この大砲が本当に大坂の陣で使われた芝辻の大砲だとすると、もう一つ問題になるのはその口径だ。上記の本には内径93ミリとあるが、銃砲史学会の発表では再調査の結果として88ミリから88.5ミリとなっており、こちら"
http://www2.memenet.or.jp/kinugawa/yume/080801.pdf"では砲口部分で「90ミリより少し大きいだけ」とある。表にあるように直径90.9ミリの鉛玉の重さは1189匁であり、記録に残っている壱貫五百=1500匁よりずいぶんと小さくなってしまう。中には「1貫150匁の書き間違い」との主張もあるようだが、その論拠は不明。
加えて気になるのは、これまた既に指摘されていることだが、この大砲に砲耳が見当たらないこと。これでは実際の運用はとても困難だっただろう。以前にも書いた"
http://blogs.yahoo.co.jp/desaixjp/56007975.html"が、砲耳は遅くとも1465年には欧州で記録の中に登場している。大坂の陣より150年ほども前の話だ。上にも記した通り、徳川方は欧州の大砲も仕入れていたので、当然砲耳の存在は知っていただろうし、普通なら発注の際に砲耳をつけたものを要求するだろう。こんなのっぺりとした大砲では使用時にも相当苦労したのではなかろうか。
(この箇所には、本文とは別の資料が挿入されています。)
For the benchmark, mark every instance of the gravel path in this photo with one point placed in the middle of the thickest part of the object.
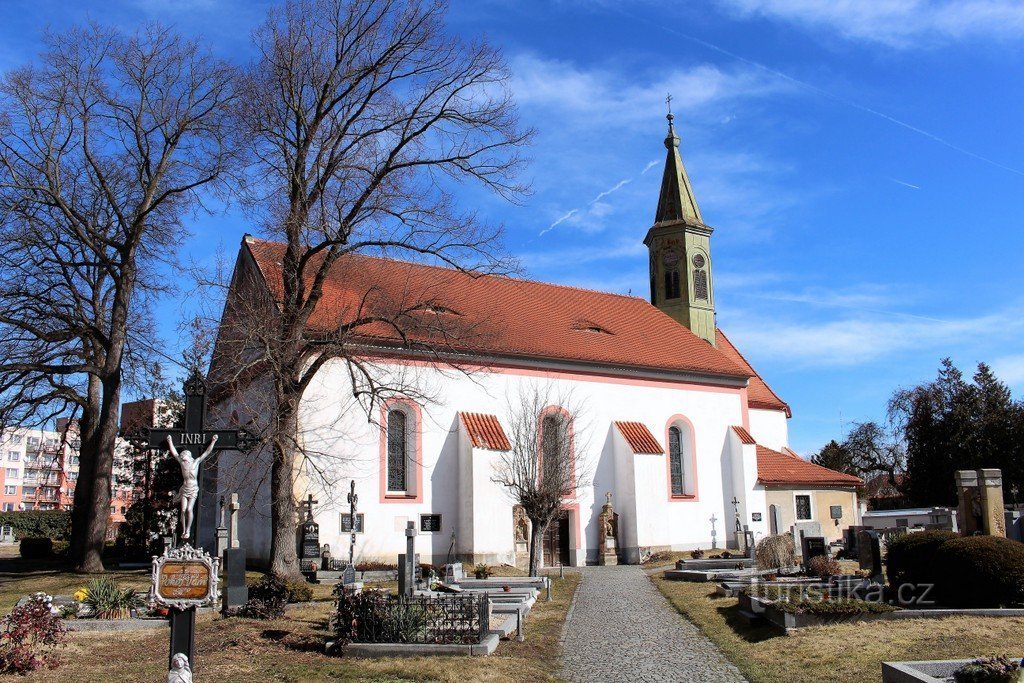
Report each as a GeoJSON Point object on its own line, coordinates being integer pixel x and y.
{"type": "Point", "coordinates": [621, 629]}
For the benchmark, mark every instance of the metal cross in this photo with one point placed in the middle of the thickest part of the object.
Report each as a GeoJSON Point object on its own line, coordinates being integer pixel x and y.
{"type": "Point", "coordinates": [352, 500]}
{"type": "Point", "coordinates": [309, 507]}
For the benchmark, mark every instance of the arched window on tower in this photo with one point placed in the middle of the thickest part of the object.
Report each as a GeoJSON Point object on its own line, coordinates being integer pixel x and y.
{"type": "Point", "coordinates": [672, 283]}
{"type": "Point", "coordinates": [397, 451]}
{"type": "Point", "coordinates": [676, 460]}
{"type": "Point", "coordinates": [699, 278]}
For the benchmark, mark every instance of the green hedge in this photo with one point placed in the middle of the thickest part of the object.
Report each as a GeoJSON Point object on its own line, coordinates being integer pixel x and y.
{"type": "Point", "coordinates": [911, 557]}
{"type": "Point", "coordinates": [980, 571]}
{"type": "Point", "coordinates": [53, 524]}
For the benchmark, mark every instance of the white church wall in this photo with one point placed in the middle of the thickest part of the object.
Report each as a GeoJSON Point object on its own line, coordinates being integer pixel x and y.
{"type": "Point", "coordinates": [770, 428]}
{"type": "Point", "coordinates": [337, 427]}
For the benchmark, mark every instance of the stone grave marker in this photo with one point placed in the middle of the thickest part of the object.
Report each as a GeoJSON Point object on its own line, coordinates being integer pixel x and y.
{"type": "Point", "coordinates": [869, 553]}
{"type": "Point", "coordinates": [811, 547]}
{"type": "Point", "coordinates": [309, 551]}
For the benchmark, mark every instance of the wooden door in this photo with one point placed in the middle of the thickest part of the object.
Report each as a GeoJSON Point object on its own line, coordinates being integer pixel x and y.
{"type": "Point", "coordinates": [556, 542]}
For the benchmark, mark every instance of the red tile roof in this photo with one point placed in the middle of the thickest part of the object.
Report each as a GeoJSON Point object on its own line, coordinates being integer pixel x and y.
{"type": "Point", "coordinates": [485, 431]}
{"type": "Point", "coordinates": [744, 436]}
{"type": "Point", "coordinates": [788, 468]}
{"type": "Point", "coordinates": [500, 315]}
{"type": "Point", "coordinates": [759, 394]}
{"type": "Point", "coordinates": [639, 437]}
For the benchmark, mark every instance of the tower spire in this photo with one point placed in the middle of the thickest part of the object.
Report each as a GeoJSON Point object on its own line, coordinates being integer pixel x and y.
{"type": "Point", "coordinates": [676, 202]}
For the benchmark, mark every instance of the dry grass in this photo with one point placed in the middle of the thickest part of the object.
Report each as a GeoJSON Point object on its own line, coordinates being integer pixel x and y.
{"type": "Point", "coordinates": [292, 649]}
{"type": "Point", "coordinates": [19, 578]}
{"type": "Point", "coordinates": [848, 652]}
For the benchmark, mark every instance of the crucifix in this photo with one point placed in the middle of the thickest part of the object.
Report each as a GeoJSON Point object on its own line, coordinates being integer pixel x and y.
{"type": "Point", "coordinates": [352, 500]}
{"type": "Point", "coordinates": [308, 504]}
{"type": "Point", "coordinates": [180, 442]}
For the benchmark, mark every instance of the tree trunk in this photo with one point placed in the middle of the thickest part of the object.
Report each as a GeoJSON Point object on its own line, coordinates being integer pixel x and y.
{"type": "Point", "coordinates": [284, 521]}
{"type": "Point", "coordinates": [93, 537]}
{"type": "Point", "coordinates": [88, 450]}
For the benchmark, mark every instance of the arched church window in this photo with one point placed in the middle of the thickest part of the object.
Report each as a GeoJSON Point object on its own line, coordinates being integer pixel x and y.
{"type": "Point", "coordinates": [699, 278]}
{"type": "Point", "coordinates": [676, 460]}
{"type": "Point", "coordinates": [397, 451]}
{"type": "Point", "coordinates": [672, 284]}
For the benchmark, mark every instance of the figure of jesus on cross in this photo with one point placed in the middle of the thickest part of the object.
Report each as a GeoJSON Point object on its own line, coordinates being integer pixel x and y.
{"type": "Point", "coordinates": [188, 493]}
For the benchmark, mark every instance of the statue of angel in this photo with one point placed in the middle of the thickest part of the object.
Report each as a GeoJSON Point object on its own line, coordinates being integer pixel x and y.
{"type": "Point", "coordinates": [180, 671]}
{"type": "Point", "coordinates": [188, 493]}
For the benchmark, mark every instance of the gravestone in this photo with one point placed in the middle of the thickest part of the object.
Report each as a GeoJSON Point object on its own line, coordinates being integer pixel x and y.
{"type": "Point", "coordinates": [409, 562]}
{"type": "Point", "coordinates": [804, 528]}
{"type": "Point", "coordinates": [309, 546]}
{"type": "Point", "coordinates": [811, 547]}
{"type": "Point", "coordinates": [236, 592]}
{"type": "Point", "coordinates": [869, 553]}
{"type": "Point", "coordinates": [408, 573]}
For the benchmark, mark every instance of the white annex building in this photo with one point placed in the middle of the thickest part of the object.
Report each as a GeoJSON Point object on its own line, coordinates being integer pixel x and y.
{"type": "Point", "coordinates": [675, 422]}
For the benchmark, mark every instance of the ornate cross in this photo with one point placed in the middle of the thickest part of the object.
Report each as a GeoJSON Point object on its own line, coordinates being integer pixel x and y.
{"type": "Point", "coordinates": [352, 500]}
{"type": "Point", "coordinates": [309, 503]}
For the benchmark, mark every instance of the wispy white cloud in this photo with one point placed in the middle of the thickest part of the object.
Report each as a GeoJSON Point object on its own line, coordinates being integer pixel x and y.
{"type": "Point", "coordinates": [863, 339]}
{"type": "Point", "coordinates": [622, 97]}
{"type": "Point", "coordinates": [899, 24]}
{"type": "Point", "coordinates": [905, 184]}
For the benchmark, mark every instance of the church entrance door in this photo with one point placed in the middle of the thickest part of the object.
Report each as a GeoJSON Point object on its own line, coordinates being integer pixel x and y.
{"type": "Point", "coordinates": [556, 542]}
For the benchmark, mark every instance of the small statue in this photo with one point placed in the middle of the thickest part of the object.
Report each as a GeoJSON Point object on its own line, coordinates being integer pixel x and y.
{"type": "Point", "coordinates": [180, 671]}
{"type": "Point", "coordinates": [189, 486]}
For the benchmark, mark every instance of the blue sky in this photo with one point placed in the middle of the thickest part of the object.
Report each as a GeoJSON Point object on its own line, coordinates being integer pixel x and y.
{"type": "Point", "coordinates": [862, 164]}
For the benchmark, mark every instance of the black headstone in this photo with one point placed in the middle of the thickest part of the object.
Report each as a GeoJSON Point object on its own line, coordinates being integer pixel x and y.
{"type": "Point", "coordinates": [869, 552]}
{"type": "Point", "coordinates": [236, 592]}
{"type": "Point", "coordinates": [813, 546]}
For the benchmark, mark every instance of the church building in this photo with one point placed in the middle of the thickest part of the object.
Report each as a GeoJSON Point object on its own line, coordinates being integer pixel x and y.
{"type": "Point", "coordinates": [673, 421]}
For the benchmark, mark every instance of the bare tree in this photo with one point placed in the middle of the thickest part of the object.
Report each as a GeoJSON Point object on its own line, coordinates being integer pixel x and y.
{"type": "Point", "coordinates": [363, 115]}
{"type": "Point", "coordinates": [104, 145]}
{"type": "Point", "coordinates": [546, 466]}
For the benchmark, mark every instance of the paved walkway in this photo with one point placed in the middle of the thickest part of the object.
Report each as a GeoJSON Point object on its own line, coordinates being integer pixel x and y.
{"type": "Point", "coordinates": [622, 629]}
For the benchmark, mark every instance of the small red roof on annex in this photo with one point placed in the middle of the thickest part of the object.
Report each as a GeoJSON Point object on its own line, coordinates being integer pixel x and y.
{"type": "Point", "coordinates": [639, 437]}
{"type": "Point", "coordinates": [485, 431]}
{"type": "Point", "coordinates": [744, 436]}
{"type": "Point", "coordinates": [503, 316]}
{"type": "Point", "coordinates": [788, 468]}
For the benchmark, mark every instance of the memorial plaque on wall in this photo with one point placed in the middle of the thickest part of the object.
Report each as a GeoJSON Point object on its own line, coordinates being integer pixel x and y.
{"type": "Point", "coordinates": [310, 540]}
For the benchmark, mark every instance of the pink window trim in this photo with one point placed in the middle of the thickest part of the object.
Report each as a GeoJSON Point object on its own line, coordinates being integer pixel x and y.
{"type": "Point", "coordinates": [557, 410]}
{"type": "Point", "coordinates": [685, 498]}
{"type": "Point", "coordinates": [416, 471]}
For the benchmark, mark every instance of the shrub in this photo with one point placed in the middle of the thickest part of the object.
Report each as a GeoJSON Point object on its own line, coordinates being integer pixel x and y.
{"type": "Point", "coordinates": [980, 571]}
{"type": "Point", "coordinates": [109, 601]}
{"type": "Point", "coordinates": [299, 591]}
{"type": "Point", "coordinates": [267, 598]}
{"type": "Point", "coordinates": [822, 567]}
{"type": "Point", "coordinates": [911, 557]}
{"type": "Point", "coordinates": [774, 552]}
{"type": "Point", "coordinates": [36, 548]}
{"type": "Point", "coordinates": [29, 635]}
{"type": "Point", "coordinates": [988, 670]}
{"type": "Point", "coordinates": [39, 523]}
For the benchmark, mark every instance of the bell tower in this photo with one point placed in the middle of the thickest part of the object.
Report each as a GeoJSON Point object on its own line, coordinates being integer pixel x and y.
{"type": "Point", "coordinates": [679, 244]}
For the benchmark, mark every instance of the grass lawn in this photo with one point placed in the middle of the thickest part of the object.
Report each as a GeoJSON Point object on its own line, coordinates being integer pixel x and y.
{"type": "Point", "coordinates": [287, 649]}
{"type": "Point", "coordinates": [846, 653]}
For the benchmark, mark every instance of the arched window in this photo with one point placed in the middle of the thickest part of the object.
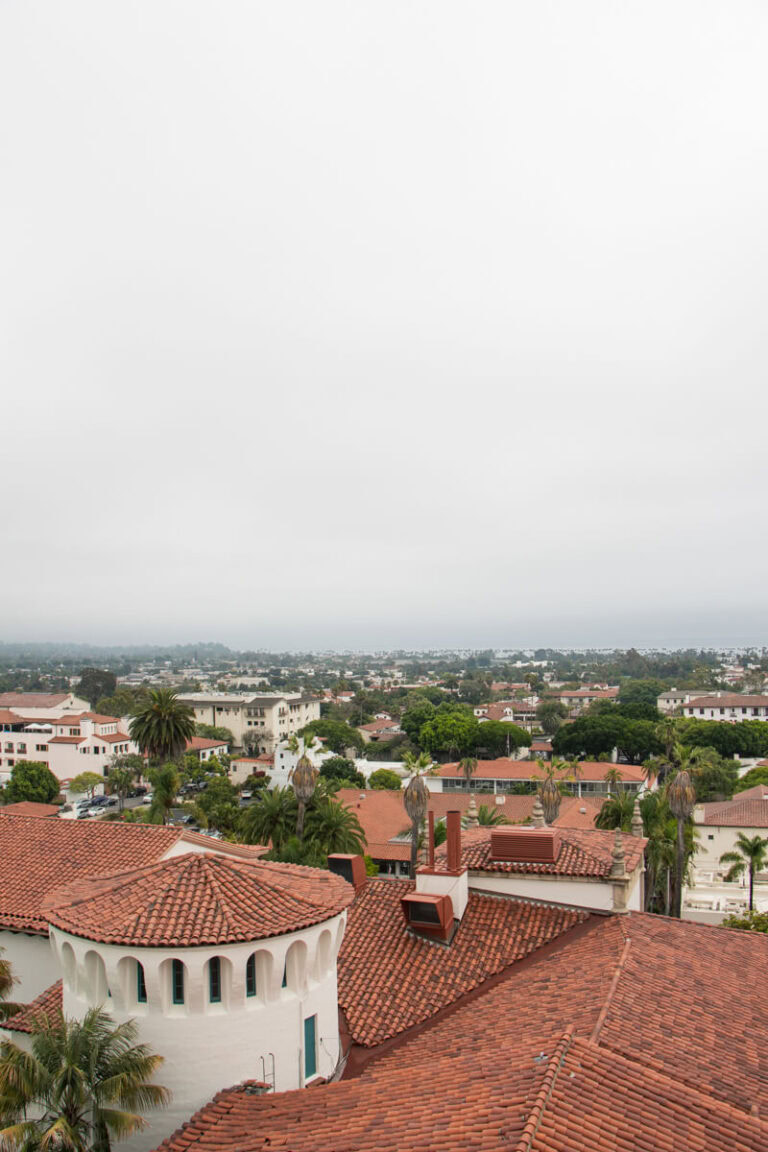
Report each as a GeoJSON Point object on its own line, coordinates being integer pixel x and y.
{"type": "Point", "coordinates": [214, 979]}
{"type": "Point", "coordinates": [177, 982]}
{"type": "Point", "coordinates": [141, 984]}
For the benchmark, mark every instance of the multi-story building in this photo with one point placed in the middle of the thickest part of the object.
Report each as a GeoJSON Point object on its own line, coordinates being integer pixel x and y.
{"type": "Point", "coordinates": [273, 718]}
{"type": "Point", "coordinates": [728, 707]}
{"type": "Point", "coordinates": [68, 744]}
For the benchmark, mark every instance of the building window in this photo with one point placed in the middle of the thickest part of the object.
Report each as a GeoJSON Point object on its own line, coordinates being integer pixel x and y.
{"type": "Point", "coordinates": [177, 982]}
{"type": "Point", "coordinates": [141, 984]}
{"type": "Point", "coordinates": [214, 980]}
{"type": "Point", "coordinates": [310, 1046]}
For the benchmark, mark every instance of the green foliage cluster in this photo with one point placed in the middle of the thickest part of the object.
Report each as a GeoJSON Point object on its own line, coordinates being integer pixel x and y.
{"type": "Point", "coordinates": [385, 780]}
{"type": "Point", "coordinates": [340, 771]}
{"type": "Point", "coordinates": [30, 780]}
{"type": "Point", "coordinates": [750, 922]}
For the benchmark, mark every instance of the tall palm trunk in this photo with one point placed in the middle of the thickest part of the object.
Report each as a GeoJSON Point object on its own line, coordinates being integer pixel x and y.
{"type": "Point", "coordinates": [681, 862]}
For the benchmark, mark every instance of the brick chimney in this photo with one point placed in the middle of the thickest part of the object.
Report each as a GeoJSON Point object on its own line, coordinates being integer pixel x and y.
{"type": "Point", "coordinates": [453, 880]}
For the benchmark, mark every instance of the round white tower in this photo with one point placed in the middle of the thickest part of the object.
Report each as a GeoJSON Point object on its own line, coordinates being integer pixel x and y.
{"type": "Point", "coordinates": [228, 968]}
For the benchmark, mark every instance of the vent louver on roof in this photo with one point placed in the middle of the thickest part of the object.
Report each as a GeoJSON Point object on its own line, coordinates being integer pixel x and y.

あと気になるのは、欧州で鍛鉄式の大砲を製造する際に一般的であったバレル方式と、芝辻砲で採用されたといわれる多層に張り合わせた構造との強度差だ。バレル方式は明確に強度を高めるために採用されたものだが、短冊状の鍛鉄の板を何層にも重ねる方式だと強度が劣るように思える。だからこそあそこまで異常な肉厚に作ったのかもしれないが。
残されている「芝辻砲」が鍛造か鋳造か、本当に江戸初期に作られたものか、大坂の陣で実際に使用されたのか、謎は多い。ただしその口径から想定される弾丸の重量は多くても9ポンド程度であり、ナポレオン戦争時代なら攻城戦用ではなく野戦用のサイズだ。もちろん徳川方が攻撃していたのはどこから攻めても十字砲火を食らうルネサンス式要塞ではなかったが、それにしても城攻めに使うにはいささか心許ないサイズである。